School of Global Studies
Visiting address
Konstepidemins väg 2
41124 Göteborg
Postal address
Box 700
40530 Göteborg

About Anja Karlsson Franck

I am Associate Professor in Peace and Development Studies and hold a PhD in economic geography.

My main research interests relate to international migration and borders. I am particularly interested in how migrants and refugees navigate border regimes - and how the strategies that they adopt in turn impact states' ability to govern migration.

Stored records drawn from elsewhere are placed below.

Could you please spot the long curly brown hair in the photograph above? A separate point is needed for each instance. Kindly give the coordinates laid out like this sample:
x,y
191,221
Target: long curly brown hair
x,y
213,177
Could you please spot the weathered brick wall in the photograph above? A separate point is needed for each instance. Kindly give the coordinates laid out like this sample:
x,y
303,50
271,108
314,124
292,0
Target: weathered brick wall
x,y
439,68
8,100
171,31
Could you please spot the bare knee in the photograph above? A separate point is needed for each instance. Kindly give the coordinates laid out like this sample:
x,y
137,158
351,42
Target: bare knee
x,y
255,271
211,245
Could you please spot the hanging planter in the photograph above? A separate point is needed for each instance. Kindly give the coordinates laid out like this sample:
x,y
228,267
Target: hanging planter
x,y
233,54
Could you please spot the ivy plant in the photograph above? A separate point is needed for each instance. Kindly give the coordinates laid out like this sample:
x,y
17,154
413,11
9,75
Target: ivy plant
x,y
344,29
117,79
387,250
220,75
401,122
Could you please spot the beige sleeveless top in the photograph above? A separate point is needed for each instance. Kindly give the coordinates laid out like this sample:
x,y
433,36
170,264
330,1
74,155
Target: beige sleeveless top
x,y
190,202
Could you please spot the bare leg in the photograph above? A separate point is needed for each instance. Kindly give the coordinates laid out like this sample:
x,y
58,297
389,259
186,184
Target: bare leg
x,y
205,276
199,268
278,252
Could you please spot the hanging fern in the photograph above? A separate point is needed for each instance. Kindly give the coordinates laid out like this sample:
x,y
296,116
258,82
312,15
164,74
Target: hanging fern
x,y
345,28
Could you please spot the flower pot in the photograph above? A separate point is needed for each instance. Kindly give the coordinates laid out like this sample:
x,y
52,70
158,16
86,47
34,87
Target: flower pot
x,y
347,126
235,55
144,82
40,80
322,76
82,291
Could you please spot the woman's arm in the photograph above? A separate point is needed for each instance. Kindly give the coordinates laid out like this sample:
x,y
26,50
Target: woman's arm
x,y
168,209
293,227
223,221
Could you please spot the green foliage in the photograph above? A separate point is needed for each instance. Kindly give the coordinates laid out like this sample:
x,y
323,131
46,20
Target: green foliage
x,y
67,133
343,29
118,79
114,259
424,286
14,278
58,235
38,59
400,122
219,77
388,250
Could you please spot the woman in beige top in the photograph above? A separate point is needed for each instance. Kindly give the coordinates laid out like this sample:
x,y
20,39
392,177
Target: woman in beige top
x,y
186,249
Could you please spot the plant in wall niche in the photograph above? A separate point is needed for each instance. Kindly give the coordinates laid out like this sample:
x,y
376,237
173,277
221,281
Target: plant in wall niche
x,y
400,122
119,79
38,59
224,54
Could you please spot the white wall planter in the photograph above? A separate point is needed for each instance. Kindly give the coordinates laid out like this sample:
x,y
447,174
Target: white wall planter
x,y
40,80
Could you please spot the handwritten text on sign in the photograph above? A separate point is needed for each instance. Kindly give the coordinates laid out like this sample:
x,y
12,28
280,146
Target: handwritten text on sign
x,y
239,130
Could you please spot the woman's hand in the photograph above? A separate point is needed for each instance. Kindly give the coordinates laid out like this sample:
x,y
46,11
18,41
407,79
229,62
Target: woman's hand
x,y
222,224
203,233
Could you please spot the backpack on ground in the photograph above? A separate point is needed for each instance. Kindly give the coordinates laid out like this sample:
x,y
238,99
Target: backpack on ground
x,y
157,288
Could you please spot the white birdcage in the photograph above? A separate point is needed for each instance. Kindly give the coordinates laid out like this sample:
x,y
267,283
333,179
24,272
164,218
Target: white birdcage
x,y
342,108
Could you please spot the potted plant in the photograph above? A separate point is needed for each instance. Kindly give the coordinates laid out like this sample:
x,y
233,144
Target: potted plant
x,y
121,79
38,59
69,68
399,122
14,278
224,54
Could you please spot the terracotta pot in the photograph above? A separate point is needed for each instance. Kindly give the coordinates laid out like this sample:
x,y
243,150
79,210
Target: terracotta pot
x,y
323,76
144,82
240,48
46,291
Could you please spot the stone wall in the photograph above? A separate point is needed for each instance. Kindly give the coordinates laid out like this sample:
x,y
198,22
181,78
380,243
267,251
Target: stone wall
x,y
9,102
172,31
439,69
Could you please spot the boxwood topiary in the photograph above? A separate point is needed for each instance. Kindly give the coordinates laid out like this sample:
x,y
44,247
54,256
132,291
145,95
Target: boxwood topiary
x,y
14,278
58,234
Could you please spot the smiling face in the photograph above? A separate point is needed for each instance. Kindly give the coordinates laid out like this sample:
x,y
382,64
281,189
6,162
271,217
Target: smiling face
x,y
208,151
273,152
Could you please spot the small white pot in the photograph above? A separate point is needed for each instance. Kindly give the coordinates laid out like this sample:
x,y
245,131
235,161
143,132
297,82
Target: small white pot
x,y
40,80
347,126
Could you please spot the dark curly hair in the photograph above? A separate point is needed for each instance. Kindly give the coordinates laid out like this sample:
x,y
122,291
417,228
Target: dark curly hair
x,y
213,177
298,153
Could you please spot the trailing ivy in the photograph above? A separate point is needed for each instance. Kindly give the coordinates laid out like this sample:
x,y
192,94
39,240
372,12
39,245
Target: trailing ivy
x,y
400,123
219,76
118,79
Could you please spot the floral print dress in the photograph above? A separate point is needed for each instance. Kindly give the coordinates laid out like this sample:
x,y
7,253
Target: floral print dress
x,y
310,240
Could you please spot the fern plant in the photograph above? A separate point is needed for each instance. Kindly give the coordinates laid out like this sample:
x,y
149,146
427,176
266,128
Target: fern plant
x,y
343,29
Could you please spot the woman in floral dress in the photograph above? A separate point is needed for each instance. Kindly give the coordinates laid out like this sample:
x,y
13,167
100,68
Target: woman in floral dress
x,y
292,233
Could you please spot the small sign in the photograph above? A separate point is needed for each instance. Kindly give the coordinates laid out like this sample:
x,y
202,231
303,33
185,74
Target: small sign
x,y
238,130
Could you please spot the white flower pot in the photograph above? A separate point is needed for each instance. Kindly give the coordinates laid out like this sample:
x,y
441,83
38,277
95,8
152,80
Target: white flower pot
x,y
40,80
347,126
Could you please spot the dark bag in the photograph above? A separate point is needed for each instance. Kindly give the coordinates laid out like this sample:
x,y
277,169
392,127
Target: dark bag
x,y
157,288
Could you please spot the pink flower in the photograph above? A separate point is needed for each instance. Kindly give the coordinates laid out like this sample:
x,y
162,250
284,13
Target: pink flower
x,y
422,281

I have for example studied how a precarious legal status impacts how we understand and maneuver the urban borderscape, how (petty) corruption is used as a means to navigate internal border controls and humor can function as a means to cope with as well as refuse subordination.

Most of my work in this area has centered on Southeast Asia (mainly Malaysia, Myanmar and Thailand), but I have also conducted work in the European contex (mainly Greece and Sweden).

In my current research projects I collaborate with scholars from the University of Gothenburg and the University of Amsterdam to unpack the nature and dynamics of contemporary border regimes - and the ways in which migrants themselves navigate these regimes to increase their room to maneuver and seek protection from abuse and violence.

Together with Darshan Vigneswaran, UvA, I work in a project funded by Vetenskapsrådet to study how migrants from Myanmar/Burma seek protection during their migration trajectories to Malaysia and Thailand.

In a project run together with Joseph Anderson and Joakim Berndtsson (GU) and Saskia Bonjour, Polly Pallister-Wilkins and Darshan Vigneswaran (UvA) we seek to examine implementation and accountability in the EU's outsourcing of its borders to Africa. This project is also funded by Vetenskapsrådet.

In another project, financed by Forte, I work together with Joseph Anderson to study how the new Swedish policy regime on migration and asylum impacts the room to maneuver of newly arrived refugees - looking particularly at the joint impact of temporality, employer-sponsorship and deportability.